Endianness does indeed apply to bits. Endianness is not an intrinsic property of just bytes. It's the order of components (such as bits or bytes) within a larger component (such as a byte or word).

Originally Posted by itCbitC

It doesn't apply to bits since memory is byte organized i.e. the smallest group of bits that can be addressed is 8.

Most systems can address bits by address (say, 0 to 31) too, as I mentioned. Reading and writing to memory is done in larger chunks (usually 8 or 16 or 32 bits) for efficiency, and memory is usually addressed by byte. But bits are simply addressed at a finer granularity than bytes. This is analogous to byte addresses within pages in some memory management systems, where the pages themselves have addresses. Blocks on a hard drive are also numbered, and that can be called a block address (each block being something like 4kB).

The bit in serial communications that comes first is part of the byte that is located at the lowest or starting address.
Don't term that bit endianness as there is only one wire to transport the byte and so it has to be done one bit at a time

Of course serial transmission must be done one bit at a time (the bits are sent serially)! But which bit should be sent first? Most serial protocols send the least-significant bit first (little endian), but some serial protocols send the most-significant bit first (big endian). Each serial protocol specifies whether it is big or little endian.

Also, I retract part of my last post where I said that registers had no endianness. Actually they do. Most architectures put the least-significant bit at the bit address 0 and the most-significant bit at the bit address 31 (or 15 or 7 or whatever, depending on the register width). Those are little-endian (at the bit level) systems. Some architectures number their bits the other way, so they're big-endian (at the bit level).

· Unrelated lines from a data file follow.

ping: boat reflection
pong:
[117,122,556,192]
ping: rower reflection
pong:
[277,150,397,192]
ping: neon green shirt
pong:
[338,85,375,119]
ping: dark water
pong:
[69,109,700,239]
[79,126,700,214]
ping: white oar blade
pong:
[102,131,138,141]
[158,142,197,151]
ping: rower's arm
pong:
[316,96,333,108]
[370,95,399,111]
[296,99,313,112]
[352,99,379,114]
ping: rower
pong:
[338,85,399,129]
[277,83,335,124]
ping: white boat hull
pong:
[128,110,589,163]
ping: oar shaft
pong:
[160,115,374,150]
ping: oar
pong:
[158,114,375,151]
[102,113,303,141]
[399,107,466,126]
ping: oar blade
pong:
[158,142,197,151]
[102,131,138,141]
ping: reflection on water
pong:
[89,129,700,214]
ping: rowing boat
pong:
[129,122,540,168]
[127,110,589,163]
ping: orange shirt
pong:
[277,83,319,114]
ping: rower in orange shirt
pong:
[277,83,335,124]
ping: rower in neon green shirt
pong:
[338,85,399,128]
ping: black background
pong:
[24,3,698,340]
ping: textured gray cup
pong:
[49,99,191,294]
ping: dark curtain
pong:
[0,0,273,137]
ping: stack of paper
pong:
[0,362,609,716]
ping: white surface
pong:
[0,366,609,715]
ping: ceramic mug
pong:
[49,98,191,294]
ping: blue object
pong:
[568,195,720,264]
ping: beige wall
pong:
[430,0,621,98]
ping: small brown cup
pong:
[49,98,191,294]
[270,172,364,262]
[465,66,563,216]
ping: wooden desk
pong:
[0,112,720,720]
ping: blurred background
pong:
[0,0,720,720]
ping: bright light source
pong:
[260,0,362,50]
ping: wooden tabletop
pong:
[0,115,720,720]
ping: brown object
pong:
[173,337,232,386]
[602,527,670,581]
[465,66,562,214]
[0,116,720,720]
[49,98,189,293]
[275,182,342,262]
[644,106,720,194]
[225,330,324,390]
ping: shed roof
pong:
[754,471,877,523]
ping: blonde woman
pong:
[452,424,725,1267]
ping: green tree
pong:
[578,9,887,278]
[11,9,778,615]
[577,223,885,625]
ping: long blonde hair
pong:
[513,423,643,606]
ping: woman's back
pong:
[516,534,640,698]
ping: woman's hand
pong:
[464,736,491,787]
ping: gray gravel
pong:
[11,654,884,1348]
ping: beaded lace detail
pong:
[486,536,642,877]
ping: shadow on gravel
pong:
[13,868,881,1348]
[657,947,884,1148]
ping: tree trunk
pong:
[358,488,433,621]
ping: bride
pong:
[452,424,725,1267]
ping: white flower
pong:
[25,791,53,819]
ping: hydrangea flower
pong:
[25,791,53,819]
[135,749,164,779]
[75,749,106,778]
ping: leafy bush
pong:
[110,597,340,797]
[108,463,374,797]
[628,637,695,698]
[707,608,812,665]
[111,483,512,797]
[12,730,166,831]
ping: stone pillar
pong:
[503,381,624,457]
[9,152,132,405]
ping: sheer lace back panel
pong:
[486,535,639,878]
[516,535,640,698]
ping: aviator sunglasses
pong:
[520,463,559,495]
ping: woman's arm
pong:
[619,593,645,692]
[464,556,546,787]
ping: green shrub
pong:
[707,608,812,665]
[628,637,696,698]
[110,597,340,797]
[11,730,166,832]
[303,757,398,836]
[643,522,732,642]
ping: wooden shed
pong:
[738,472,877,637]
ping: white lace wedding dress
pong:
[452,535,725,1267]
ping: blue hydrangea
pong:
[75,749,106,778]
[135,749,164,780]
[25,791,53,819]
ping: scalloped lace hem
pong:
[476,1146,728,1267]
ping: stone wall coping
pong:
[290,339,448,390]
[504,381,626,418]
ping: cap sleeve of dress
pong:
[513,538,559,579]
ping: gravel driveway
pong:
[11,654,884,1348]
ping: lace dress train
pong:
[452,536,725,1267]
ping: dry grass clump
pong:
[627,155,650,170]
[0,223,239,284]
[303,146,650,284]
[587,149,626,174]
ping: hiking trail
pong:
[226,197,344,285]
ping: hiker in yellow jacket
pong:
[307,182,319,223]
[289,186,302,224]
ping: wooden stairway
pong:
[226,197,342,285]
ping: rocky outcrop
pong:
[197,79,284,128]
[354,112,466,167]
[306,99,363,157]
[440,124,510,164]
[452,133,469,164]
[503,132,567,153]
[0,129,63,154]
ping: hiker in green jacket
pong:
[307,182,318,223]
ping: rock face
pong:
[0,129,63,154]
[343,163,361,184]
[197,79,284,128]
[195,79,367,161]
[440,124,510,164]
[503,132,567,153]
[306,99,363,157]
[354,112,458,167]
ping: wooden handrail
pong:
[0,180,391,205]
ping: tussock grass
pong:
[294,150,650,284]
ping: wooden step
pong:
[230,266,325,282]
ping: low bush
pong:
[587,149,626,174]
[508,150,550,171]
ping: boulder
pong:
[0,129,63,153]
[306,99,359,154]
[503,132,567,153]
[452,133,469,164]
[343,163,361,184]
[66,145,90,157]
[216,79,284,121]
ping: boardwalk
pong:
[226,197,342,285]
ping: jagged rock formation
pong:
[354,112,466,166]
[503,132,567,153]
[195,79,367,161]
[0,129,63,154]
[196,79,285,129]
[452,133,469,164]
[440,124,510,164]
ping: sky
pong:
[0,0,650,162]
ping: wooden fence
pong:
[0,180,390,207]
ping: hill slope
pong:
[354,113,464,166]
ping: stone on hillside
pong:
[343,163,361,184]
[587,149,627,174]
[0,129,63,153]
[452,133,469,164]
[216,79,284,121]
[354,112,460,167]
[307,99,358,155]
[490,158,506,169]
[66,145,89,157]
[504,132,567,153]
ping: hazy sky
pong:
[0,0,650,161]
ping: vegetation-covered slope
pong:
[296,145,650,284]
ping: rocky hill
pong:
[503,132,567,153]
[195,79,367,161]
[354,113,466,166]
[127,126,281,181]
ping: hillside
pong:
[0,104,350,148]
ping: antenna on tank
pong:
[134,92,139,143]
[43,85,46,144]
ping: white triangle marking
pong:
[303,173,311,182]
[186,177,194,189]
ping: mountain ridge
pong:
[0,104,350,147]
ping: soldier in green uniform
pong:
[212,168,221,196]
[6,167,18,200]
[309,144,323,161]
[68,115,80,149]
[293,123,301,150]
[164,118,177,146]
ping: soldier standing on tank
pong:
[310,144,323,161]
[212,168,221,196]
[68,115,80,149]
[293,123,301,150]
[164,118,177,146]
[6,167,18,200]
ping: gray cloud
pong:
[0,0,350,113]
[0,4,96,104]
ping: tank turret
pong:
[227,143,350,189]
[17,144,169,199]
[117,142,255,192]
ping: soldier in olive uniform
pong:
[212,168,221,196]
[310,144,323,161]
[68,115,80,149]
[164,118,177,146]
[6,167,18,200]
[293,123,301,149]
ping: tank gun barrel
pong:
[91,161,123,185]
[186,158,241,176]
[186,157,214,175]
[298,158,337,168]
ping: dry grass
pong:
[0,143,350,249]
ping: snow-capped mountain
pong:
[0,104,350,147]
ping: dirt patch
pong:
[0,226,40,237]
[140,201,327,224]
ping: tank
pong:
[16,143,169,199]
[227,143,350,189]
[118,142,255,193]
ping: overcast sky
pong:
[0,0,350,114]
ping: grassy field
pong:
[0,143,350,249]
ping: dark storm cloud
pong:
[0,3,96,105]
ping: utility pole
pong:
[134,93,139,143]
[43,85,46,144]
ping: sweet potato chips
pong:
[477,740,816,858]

I think everyone should read "ON HOLY WARS AND A PLEA FOR PEACE" at least once in their lives. It clearly explains the issues about endianness at many different layers (bits/bytes/words, serial communication, etc) in a system.

edit:

Click_here: I2C is one of those big-endian serial protocols. From what I understand about it, I2C relies on this property to determine which module on the bus has the highest priority to send a packet when multiple modules are trying to send a packet at the same time.